Personal information
- Born: 1994 (age 31–32)

Sport
- Sport: Orienteering
- Club: OK Orion

Medal record
Representing Sweden
Men's orienteering
World Championships
| Bronze medal – third place | 2025 Kuopio | Middle |
European Championships
| Silver medal – second place | 2022 Rakvere | Middle |
Junior World Championships
| Gold medal – first place | 2014 Borovets | Long |
| Gold medal – first place | 2014 Borovets | Relay |

= Anton Johansson (orienteer) =

Swedish orienteer (born 1994)

Anton Johansson (born 1994) is a Swedish orienteering competitor who competes internationally. He was awarded the bronze medal in the middle distance at the 2025 World Orienteering Championships.
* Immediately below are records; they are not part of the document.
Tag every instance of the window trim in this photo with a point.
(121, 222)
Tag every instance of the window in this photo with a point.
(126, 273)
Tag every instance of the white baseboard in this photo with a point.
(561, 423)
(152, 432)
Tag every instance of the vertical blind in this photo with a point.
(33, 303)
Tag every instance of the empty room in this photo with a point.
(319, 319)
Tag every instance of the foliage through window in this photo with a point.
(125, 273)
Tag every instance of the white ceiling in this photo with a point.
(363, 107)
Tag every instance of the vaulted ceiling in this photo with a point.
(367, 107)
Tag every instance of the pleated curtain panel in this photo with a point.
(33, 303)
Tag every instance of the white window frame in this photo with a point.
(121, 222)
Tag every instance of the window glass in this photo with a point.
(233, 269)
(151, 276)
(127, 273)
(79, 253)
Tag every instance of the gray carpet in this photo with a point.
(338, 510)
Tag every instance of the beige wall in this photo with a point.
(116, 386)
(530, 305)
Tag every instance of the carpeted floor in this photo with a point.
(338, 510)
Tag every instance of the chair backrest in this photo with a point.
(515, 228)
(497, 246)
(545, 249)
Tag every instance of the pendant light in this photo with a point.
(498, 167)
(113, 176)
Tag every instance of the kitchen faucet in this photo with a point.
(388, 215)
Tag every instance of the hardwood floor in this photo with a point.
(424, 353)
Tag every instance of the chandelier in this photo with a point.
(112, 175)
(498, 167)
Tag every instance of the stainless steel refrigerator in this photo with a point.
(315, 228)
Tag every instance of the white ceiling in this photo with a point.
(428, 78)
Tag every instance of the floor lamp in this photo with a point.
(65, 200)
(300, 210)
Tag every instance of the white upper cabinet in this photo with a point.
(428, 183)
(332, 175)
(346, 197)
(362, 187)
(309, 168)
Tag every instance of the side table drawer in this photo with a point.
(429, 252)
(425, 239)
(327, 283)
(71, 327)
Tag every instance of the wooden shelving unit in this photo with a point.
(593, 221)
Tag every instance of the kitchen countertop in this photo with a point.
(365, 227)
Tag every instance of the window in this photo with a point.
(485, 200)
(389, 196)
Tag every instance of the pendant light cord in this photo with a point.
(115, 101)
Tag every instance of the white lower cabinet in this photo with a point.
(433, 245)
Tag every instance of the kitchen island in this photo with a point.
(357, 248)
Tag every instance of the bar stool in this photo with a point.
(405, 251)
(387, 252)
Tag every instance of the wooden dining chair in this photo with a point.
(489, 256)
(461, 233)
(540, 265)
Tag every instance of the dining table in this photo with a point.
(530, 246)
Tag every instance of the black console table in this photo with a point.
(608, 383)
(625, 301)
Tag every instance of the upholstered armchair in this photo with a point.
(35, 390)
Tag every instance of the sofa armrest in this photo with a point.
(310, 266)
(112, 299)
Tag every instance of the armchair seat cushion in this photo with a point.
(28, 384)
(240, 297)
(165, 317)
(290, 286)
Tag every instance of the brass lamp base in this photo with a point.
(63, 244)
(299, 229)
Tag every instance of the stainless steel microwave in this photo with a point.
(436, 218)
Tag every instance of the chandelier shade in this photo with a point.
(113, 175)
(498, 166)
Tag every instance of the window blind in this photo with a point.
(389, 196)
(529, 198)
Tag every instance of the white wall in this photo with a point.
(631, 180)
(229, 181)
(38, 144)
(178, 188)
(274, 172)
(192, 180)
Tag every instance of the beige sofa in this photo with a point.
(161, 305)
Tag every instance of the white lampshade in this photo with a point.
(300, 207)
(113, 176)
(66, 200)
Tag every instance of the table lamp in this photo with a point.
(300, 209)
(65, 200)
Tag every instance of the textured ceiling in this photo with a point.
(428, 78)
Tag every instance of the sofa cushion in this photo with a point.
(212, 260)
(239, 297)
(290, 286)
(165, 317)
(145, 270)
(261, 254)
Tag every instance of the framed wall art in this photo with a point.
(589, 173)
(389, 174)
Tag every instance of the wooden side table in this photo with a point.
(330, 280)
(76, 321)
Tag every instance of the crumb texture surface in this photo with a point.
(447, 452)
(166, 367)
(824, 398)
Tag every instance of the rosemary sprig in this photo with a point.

Johansson won the Junior World Orienteering Championships in 2014 in Bulgaria in both the long distance and the relay.

Johansson was selected for the Swedish team for the Orienteering World Cup in 2016, 2018, 2021 and 2022. He won a silver medal in the European Orienteering Championships in 2022, but only made his senior debut in the World Orienteering Championships in 2023. In 2025, Johansson won the bronze in the middle distance at the 2025 World Orienteering Championships in Finland, defeating defending champion Matthias Kyburz by one second at the finish.

Martin is the son of Martin Johansson, who won a bronze medal in the middle distance at the 1991 World Orienteering Championships and 1993 World Orienteering Championships.